OISE LIBRARY

Blackfoot Confederacy Displaced to Make Way for the Railroad

The railway has been seen by my family as a tool of empowerment.  My grandfather and great-grandfather were employed to lay down the rails and I was taught that the Canadian Pacific Railway (CPR) unified Canada from coast-to-coast, a sentiment echoed in Jackdaw No. C4 and in classrooms across the country.  The story of Chief Crowfoot and his pass showed the CPR as a modernizing influence that constructed a new society by marginalizing one that already existed.  In 1883, when the Blackfoot retaliated against the building of an iron road across their territories, Crowfoot, or Isapo-Muxika, a spokesperson for the tribes of the Blackfoot Confederacy, negotiated with the government to ensure that the Indigenous Peoples were compensated with additional land elsewhere.[1]  In recognition of Crowfoot’s contribution, CPR Vice-President William Cornelius Van Horne presented Crowfoot with a life-time railway pass in 1887.[2]  The pass acknowledged Crowfoot’s statesmanship but was more of a symbolic gesture as Indigenous Peoples did not commonly travel by train.

The Iron Rails of Progress

Life-time pass issued to Chief Crowfoot by W.C. Van Horne, Vice-President of the Canadian Pacific Railway. Courtesy of the OISE Library.

The CPR brought settlers and the North-West Mounted Police (NWMP) to “a land rarely seen by most Canadians.”[3]  With the assistance of NWMP Commissioner James Macleod in maintaining order in the region, Crowfoot advocated for the rights of the Indigenous Peoples and ensured that Blackfoot land claims were respected.[4]  This culminated in the signing of Treaty 7 that guaranteed land, financial compensation and livestock in exchange for the vast Blackfoot homeland.[5]  Crowfoot forewarned that the buffalo “has been our food always”[6] and must be protected from encroaching settlers.  Ironically, the image of a buffalo is etched on Crowfoot’s railway pass, confirming that Canadians were aware of the importance of the buffalo to the Indigenous Peoples.  Prairie fires destroyed the plains where the remaining buffalo grazed, further weakening the Blackfoot’s resource base and stripping them of their food source.[7]

Exile and Rebellion

Chief Crowfoot wearing his life-time pass. Courtesy of the Provincial Archives of Alberta.

In 1879, disease and starvation forced the Blackfoot to follow the last buffalo herds to Montana.[8]  By 1881, with the last of the buffalo depleted and without NWMP protection against whiskey pedlars and inter-tribal warfare, the Blackfoot returned to Canada to face famine, abandoned treaty promises, the insensitivity of a newly-formed Department of Indian Affairs and the North-West Rebellion of 1885.[9]  Crowfoot wore the pass “around his neck on a chain for the rest of his life.”[10] Crowfoot died in 1890 from tuberculosis, silencing a powerful voice.

BIO

Daniel Rose is a Masters of Museum Studies candidate at the University of Toronto with a special interest in museum interpretation and public programming.  He is from Kingston, Ontario, and has a Bachelor of Arts (Honours), with a major in history, from Queen`s University.  Daniel worked for three summers as a Fort Henry Guard in the Drums and one summer assisting the museum curator.  His interests include colonial and post-colonial Canadian history and cultural history.

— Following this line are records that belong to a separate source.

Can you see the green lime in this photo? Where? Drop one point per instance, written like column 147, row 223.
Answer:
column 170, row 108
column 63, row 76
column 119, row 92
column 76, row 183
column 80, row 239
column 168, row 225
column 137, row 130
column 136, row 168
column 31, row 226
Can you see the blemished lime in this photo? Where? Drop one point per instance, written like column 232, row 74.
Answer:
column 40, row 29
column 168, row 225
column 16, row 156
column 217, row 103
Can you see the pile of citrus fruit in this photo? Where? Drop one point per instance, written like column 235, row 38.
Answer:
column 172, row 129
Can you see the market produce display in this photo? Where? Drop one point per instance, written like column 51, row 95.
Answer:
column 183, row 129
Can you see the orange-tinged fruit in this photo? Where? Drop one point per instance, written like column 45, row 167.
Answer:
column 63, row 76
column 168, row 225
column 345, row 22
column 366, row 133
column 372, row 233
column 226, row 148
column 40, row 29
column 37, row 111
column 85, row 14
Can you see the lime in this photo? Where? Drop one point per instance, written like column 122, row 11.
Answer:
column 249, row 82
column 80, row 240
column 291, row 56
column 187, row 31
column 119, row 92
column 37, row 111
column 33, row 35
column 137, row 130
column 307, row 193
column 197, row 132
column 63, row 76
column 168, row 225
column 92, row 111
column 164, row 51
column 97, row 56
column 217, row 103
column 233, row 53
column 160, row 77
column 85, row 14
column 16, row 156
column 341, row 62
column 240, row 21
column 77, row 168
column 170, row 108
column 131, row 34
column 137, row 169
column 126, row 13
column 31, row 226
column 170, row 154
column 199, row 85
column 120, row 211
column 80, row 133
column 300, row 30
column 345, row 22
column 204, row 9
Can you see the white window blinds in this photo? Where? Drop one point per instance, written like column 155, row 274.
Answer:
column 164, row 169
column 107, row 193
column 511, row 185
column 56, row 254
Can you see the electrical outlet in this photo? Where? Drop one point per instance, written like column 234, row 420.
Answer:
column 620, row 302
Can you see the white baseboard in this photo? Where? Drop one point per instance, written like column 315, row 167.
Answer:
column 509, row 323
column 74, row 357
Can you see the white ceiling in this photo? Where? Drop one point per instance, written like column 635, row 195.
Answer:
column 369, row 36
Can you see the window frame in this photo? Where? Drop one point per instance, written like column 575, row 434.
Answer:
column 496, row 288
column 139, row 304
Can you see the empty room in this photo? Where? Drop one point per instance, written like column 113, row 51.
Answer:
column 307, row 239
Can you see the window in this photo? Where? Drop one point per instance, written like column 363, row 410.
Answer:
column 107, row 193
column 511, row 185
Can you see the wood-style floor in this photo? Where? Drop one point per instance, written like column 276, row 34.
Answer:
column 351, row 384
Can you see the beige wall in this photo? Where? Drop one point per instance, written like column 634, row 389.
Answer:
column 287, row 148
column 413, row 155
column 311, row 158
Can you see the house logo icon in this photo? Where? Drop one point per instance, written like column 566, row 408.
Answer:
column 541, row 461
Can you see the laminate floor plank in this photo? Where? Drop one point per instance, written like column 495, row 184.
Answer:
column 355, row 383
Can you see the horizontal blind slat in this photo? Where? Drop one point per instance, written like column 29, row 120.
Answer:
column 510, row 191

[1] Stuebing & Irwin, 1968, 4-5.

[2] Ibid.

[3] Cottrell, 2000, 61.

[4] Macleod, 1990, para. 14.

[5] Duhamel, 1966, para. 6-26; Macleod, 1990, para. 14.

[6] Dempsey, 1982, para. 12.

[7] Ibid., para. 13.

[8] Dempsey, 1982, para. 13.

[9] Ibid, para. 13-14.

[10] Woods, 1960, para. 13

“The CPR was a modernizing influence that constructed a new society by marginalizing one that already existed.”